En segundo lugar, este libro no es un lamento por una edad de oro perdida o incluso por el lamentable estado de la cultura tal como la enfrentamos ahora. El lamento es popular en muchos círculos conservadores y cristianos, y yo mismo me he entregado a él varias veces. Sin duda el grito ciceroniano «¡O tempora! ¡O mores!» tiene su atractivo terapéutico en un tiempo terapéutico como el nuestro, ya sea como una forma de seguridad farisaica de que no somos como los demás, como los del movimiento LGBTQ+, o como un medio para convencernos de que tenemos el conocimiento especial que nos permite estar por encima de los pequeños encantamientos y placeres superficiales de esta era actual. Pero en términos de acción positiva, el lamento ofrece poco y entrega menos. En cuanto a la noción de alguna edad de oro perdida, es realmente muy difícil para cualquier historiador competente ser nostálgico. ¿Qué tiempos pasados fueron mejores que el presente? ¿Una era anterior a los antibióticos cuando el parto o incluso cortes menores podrían provocar septicemia y muerte? ¿Los grandes días del siglo xix cuando la iglesia era culturalmente poderosa y el matrimonio era entre un hombre y una mujer de por vida, pero los niños pequeños trabajaban en fábricas y barrían chimeneas? ¿Quizás la Gran Depresión? ¿La Segunda Guerra Mundial? ¿La era de Vietnam? Cada época ha tenido su oscuridad y sus peligros. La tarea del cristiano no es quejarse del momento en que vive, sino comprender sus problemas y responder adecuadamente a ellos.

En tercer lugar, he escrito este libro con el mismo principio en mente que he tratado de encarnar en el aula durante más de un cuarto de siglo: mi tarea como historiador es primero explicar una acción, una idea o un evento en contexto. Solo cuando se ha hecho ese trabajo duro puede el maestro pasar a cualquier tipo de crítica.

Si bien no puedo afirmar que siempre haya alcanzado este ideal en todo lo que he dicho o escrito, me parece que dar una cuenta precisa de los puntos de vista de los oponentes, por muy desagradables que uno pueda considerarlos, es vital, y nunca más que en nuestra era de insultos baratos de Twitter y calumnias casuales. No hay nada que ganar refutando a un hombre de paja. En los relatos que doy de, entre otros, Rousseau, los románticos, Nietzsche, Marx, Darwin, Freud, la Nueva Izquierda, el surrealismo, Hugh Hefner, Anthony Kennedy, Peter Singer, Adrienne Rich, Judith Butler y el activismo LGBTQ+, por lo tanto, he tratado de ser lo más cuidadoso y desapasionado posible. Algunos lectores pueden encontrar esto extraño, dada mi disidencia personal de gran parte de lo que cada uno representa. Pero la veracidad no es opcional. Mi esperanza es que he representado los puntos de vista de estos grupos e individuos de tal manera que, si leyeran este libro, podrían negarse a mis conclusiones, pero al menos reconocerse a sí mismos en mi relato de su pensamiento. Todos los historiadores deben mucho a los sujetos de sus investigaciones.
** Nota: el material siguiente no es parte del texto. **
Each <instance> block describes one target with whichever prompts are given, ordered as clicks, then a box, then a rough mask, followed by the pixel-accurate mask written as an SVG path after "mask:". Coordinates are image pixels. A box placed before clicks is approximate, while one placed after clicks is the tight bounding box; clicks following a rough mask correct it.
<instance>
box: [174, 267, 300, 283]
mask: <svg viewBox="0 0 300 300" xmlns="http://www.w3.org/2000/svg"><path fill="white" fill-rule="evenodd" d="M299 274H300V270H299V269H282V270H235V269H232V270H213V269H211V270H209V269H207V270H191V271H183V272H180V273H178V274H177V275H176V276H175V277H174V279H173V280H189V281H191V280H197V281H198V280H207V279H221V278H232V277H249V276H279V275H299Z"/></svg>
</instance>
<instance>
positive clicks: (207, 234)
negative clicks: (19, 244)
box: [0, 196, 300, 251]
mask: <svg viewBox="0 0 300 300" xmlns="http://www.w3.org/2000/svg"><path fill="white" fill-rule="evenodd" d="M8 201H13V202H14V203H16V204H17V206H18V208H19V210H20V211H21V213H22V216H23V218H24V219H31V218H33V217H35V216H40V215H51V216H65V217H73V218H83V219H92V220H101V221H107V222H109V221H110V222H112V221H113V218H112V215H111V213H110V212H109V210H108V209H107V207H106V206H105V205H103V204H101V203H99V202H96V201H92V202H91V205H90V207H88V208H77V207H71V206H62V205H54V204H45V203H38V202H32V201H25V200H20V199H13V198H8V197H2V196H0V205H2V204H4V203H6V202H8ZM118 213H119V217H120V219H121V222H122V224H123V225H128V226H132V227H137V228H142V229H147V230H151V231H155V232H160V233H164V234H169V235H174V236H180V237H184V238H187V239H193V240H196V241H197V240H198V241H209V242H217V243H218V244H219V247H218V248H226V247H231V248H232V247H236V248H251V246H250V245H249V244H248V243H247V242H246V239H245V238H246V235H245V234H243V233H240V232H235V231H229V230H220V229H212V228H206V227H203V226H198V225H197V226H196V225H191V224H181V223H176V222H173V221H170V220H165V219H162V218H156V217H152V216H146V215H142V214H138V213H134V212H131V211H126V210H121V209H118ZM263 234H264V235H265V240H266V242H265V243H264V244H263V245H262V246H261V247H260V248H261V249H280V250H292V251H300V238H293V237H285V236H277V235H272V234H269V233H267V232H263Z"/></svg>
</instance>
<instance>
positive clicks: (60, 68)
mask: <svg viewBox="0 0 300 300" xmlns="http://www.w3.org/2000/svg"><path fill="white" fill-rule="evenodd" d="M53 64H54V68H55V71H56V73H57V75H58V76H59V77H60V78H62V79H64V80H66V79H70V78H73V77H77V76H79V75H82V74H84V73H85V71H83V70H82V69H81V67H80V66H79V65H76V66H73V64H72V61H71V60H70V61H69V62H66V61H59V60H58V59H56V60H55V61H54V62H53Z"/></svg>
Lo que ofrezco aquí es esencialmente un prolegómeno a las muchas discusiones que los cristianos y otros necesitan tener sobre los temas más apremiantes de nuestros días, particularmente a medida que se manifiestan en la variedad de formas en que la revolución sexual nos afecta: personalmente, culturalmente, legalmente, teológicamente, eclesiásticamente. Mi objetivo es explicar cómo y por qué una cierta noción del yo ha llegado a dominar la cultura de Occidente, por qué este yo encuentra su manifestación más obvia en la transformación de las costumbres sexuales y cuáles son y pueden ser las implicaciones más amplias de esta transformación en el futuro. Comprender los tiempos es una condición previa para responder adecuadamente a los tiempos. Y comprender los tiempos requiere un conocimiento de la historia que ha llevado hasta el presente. Este libro pretende ser una pequeña contribución a esa tarea vital.